Unleashing demons: the inside story of Brexit, by Craig Oliver, hardback, 420 pages, ISBN 978-1473652453, Hodder & Stoughton, 2016, £20 or less, Kindle edition available, paperback edition due June 2017.
This account of the Remain campaign by an insider, David Cameron’s PR man Sir Craig Oliver, opens up a fascinating insight into its fundamental contradictions.
Oliver notes in his introduction, “Those who declare we elect MPs to decide on such momentous things – and therefore we shouldn’t have had a referendum – forget that it was a central promise in the Conservative party’s 2015 election manifesto.”
Despite Downing Street’s later claims, it did influence the British Chambers of Commerce to sack its chairman John Longworth. Oliver observes, Daniel Korski, one of No. 10’s links with business, sent the BCC “quite a few shocked texts when he heard Longworth speaking up for Out.”
Risk
In mid-March, Oliver urged the Remain campaign “to do more to underline personal risk, so that it is specific to the voter: your job could be at risk, your mortgage could be at risk, the funding that pays for your child’s school and your local GP.” His 27 May memo to Cameron read: “Risk is fundamental to this campaign…”
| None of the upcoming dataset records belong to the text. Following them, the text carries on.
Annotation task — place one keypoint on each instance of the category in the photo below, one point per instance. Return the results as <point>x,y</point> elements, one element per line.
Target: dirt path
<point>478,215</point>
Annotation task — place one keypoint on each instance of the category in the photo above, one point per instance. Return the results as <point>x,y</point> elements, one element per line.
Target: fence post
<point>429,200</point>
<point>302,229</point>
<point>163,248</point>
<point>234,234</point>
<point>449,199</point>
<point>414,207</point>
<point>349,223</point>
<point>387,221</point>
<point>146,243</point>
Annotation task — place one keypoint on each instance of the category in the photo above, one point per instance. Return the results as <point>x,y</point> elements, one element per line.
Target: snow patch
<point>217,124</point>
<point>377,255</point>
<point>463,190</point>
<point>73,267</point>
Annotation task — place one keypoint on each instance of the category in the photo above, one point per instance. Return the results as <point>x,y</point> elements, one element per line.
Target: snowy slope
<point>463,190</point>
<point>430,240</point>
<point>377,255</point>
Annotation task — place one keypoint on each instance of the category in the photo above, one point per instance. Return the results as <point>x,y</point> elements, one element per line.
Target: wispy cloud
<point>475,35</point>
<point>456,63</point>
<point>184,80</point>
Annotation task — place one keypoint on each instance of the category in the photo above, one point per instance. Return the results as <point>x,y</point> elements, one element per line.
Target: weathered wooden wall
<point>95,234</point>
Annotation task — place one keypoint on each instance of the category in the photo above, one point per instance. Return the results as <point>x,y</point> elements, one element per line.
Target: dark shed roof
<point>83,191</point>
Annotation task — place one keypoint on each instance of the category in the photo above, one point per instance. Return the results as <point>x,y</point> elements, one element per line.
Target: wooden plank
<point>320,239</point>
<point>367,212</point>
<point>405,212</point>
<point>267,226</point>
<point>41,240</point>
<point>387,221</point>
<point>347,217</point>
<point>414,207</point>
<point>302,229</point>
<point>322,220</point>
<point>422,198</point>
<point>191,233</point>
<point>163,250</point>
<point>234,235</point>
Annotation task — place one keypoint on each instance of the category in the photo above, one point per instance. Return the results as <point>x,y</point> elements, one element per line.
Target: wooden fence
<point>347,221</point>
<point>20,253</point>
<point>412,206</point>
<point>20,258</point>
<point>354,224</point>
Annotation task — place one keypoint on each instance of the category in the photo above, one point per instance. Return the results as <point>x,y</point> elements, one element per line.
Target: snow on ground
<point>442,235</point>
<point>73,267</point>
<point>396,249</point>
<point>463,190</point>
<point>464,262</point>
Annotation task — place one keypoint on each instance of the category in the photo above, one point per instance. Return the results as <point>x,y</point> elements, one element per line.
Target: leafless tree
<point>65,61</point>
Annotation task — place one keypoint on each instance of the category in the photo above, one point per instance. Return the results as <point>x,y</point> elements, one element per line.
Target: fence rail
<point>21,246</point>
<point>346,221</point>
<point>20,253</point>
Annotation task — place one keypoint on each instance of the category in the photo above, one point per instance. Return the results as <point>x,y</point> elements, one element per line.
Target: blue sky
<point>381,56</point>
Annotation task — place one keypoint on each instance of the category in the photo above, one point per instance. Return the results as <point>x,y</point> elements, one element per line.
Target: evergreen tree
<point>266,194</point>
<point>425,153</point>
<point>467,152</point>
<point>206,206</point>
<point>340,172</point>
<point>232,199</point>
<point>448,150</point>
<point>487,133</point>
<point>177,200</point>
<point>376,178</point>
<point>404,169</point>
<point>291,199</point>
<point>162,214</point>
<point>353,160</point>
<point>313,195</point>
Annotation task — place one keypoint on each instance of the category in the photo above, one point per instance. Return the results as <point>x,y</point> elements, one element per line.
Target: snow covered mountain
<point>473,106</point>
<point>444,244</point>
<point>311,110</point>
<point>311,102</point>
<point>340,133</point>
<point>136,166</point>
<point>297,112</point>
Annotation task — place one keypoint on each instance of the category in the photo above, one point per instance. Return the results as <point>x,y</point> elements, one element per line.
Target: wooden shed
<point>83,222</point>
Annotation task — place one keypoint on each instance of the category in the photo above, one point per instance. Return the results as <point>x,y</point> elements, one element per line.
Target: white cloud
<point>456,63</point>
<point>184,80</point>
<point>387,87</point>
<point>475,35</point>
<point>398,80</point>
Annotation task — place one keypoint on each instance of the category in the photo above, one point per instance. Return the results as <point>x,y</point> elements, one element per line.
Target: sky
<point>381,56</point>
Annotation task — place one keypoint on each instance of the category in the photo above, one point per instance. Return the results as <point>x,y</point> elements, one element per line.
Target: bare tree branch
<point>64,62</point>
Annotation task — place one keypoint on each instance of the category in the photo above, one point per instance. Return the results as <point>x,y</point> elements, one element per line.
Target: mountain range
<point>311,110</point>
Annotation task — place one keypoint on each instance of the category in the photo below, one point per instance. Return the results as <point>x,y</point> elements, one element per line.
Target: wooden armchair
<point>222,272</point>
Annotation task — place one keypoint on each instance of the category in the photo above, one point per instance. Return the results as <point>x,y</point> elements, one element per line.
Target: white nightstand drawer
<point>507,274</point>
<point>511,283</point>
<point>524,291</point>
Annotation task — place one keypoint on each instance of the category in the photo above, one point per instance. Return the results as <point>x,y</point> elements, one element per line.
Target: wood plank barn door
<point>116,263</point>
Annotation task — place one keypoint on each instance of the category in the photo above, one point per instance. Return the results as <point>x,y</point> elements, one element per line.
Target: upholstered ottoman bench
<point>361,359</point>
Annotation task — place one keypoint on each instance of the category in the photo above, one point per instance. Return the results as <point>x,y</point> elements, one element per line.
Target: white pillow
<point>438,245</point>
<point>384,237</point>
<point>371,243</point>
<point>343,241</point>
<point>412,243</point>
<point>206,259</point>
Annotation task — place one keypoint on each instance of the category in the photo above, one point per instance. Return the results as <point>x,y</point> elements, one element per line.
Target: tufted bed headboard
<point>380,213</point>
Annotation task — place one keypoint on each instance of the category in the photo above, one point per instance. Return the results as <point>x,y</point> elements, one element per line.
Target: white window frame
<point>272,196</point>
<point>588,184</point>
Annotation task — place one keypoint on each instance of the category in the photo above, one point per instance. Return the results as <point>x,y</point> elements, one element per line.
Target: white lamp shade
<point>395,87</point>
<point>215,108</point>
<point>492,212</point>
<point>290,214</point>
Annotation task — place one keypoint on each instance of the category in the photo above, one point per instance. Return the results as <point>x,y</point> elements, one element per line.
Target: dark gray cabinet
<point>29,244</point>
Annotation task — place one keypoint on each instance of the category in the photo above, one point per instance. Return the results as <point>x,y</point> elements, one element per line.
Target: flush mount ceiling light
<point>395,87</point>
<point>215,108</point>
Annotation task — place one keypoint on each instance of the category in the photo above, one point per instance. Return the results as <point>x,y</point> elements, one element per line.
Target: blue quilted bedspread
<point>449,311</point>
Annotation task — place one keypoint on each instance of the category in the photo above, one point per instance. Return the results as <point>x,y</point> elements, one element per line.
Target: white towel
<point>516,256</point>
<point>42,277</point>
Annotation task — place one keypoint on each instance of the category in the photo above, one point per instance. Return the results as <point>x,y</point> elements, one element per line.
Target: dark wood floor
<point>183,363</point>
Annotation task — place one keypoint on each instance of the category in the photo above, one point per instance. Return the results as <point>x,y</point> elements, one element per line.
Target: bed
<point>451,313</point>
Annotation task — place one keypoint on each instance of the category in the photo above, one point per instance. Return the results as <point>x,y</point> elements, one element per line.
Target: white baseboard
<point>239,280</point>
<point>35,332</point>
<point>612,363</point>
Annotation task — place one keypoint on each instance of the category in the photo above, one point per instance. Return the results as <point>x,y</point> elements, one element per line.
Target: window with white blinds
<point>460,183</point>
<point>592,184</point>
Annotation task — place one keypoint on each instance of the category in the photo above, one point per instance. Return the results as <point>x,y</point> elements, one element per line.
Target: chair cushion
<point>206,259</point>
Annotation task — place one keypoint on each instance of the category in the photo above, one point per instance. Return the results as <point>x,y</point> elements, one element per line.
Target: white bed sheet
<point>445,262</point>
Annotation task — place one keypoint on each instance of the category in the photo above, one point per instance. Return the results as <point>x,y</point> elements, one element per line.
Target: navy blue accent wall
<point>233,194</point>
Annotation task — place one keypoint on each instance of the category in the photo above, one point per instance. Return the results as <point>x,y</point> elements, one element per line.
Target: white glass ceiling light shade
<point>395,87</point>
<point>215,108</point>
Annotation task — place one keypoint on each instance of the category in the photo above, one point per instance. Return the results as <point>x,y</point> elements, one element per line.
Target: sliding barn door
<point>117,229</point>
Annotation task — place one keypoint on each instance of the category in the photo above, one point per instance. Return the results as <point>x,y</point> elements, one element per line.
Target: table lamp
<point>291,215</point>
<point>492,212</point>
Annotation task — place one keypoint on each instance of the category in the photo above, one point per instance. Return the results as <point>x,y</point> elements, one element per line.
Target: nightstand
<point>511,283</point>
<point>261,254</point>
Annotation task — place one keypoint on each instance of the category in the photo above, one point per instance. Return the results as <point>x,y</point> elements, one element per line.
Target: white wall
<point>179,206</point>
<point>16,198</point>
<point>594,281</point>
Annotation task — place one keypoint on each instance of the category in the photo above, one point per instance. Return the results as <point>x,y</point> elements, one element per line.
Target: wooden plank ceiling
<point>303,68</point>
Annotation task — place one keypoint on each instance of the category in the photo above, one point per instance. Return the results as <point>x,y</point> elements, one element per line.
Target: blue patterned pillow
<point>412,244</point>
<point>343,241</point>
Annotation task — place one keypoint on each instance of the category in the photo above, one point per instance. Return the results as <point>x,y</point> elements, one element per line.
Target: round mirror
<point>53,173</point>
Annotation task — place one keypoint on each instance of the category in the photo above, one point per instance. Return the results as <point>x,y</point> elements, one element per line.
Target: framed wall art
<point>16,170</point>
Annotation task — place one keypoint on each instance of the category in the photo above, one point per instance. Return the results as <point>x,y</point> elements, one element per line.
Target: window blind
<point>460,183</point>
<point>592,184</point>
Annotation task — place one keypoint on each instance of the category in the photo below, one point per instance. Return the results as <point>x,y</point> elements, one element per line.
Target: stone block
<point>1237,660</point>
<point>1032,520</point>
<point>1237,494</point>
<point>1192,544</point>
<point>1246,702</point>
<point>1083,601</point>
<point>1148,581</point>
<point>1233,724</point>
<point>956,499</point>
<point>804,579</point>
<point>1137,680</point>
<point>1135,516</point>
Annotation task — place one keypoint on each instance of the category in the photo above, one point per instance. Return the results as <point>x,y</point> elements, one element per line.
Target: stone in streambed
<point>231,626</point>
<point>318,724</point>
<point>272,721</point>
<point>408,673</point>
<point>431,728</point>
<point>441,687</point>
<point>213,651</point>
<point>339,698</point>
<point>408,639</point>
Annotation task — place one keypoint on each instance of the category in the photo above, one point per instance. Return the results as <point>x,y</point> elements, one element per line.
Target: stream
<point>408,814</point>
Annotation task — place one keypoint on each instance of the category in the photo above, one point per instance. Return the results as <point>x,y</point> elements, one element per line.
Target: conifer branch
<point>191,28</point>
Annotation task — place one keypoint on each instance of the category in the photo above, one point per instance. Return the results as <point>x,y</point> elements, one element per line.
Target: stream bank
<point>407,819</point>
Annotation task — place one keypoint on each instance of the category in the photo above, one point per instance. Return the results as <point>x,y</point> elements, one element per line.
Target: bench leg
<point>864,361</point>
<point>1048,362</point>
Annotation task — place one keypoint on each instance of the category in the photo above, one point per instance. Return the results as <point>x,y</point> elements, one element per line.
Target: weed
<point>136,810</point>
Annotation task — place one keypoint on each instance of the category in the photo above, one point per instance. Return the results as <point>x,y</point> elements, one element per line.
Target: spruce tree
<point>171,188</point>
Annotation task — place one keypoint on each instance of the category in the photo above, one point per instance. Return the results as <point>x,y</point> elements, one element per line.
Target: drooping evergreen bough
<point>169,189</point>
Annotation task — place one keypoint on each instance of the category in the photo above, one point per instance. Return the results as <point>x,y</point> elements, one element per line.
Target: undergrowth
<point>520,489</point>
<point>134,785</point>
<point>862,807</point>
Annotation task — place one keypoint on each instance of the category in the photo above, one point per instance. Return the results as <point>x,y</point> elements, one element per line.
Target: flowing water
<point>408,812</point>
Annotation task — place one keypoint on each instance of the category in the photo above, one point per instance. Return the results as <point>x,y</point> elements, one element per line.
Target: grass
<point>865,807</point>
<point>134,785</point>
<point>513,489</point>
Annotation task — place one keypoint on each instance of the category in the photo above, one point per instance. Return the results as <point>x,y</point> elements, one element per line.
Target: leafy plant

In early June, Oliver set out the lines to take: “If we Leave, we will wreck our economy, people will lose their jobs and families will be worse off. Leaving is too big a risk to take.” A few days later he stressed again “Our core message is risk.” The NHS Chief Executive added to the scaremongering by claiming that if we left the EU its foreign-born staff might just up sticks and leave.
Craziness
Oliver notes of prepping Nicola Sturgeon for the 9 June TV debate: “...the craziness of my position: here I am talking to a woman whose main purpose in life is to break up the United Kingdom, hoping she will help us to win the referendum.” He also writes about prepping Sadiq Khan and the TUC’s Frances O’Grady for the 21 June TV debate and Yvette Cooper for the 7 June TV debate.
The immigration figures published in late April were higher than expected. Oliver said “there are far more EU migrants in this country than previously realised. I keep waiting to hear a good answer, something I can use to explain it, but there doesn’t seem to be one: there really do seem to be three times as many people here (albeit most on short visits) than we thought.”
‘We are defending something most people find unacceptable.’
On 13 June he admitted that “we are also defending something that most people find unacceptable. The EU insists we accept freedom of movement, with potentially unlimited immigration, in exchange for access to the single market.”
Oliver emailed Cameron: “we are asking people to accept something that is wrong: the unreasonable position of the EU that there should be no limit to freedom of movement. …You could give a speech saying: …. We should vote to remain in the EU and impose limits on immigration.” As if the EU would allow this!
Ridicule
Oliver comments: “...even I, who am as metropolitan and liberal on immigration as they come, questioned being part of an organisation that insists on having unlimited freedom of movement to work.” As he acknowledges, “For the popular press, the issue was simple: David Cameron said, ‘I will not take no for an answer’, in his 2014 conference speech on immigration and the renegotiation. Our belief and claim that we had been true to that statement was not accepted and was widely ridiculed.” That ridicule is understandable, as Cameron clearly had taken no for an answer.
On 23 June, the pro-EU camp thought they were 52-48 ahead, Oliver commented at the time, “Close, but I’ll take that.” Late in the campaign Cameron said, “Half a point will do it for me.”
Oliver drafted the following for Cameron’s Commons statement of 22 February about the referendum: “For the Prime Minister to ignore the express will of the British people who had voted to leave would not just be wrong. It would be undemocratic.”
Oliver concludes, “I cannot see the circumstances in which any politician could or should amass the political capital to go against the democratic will of the British people, or take on the sheer intensity of the campaign they would face.”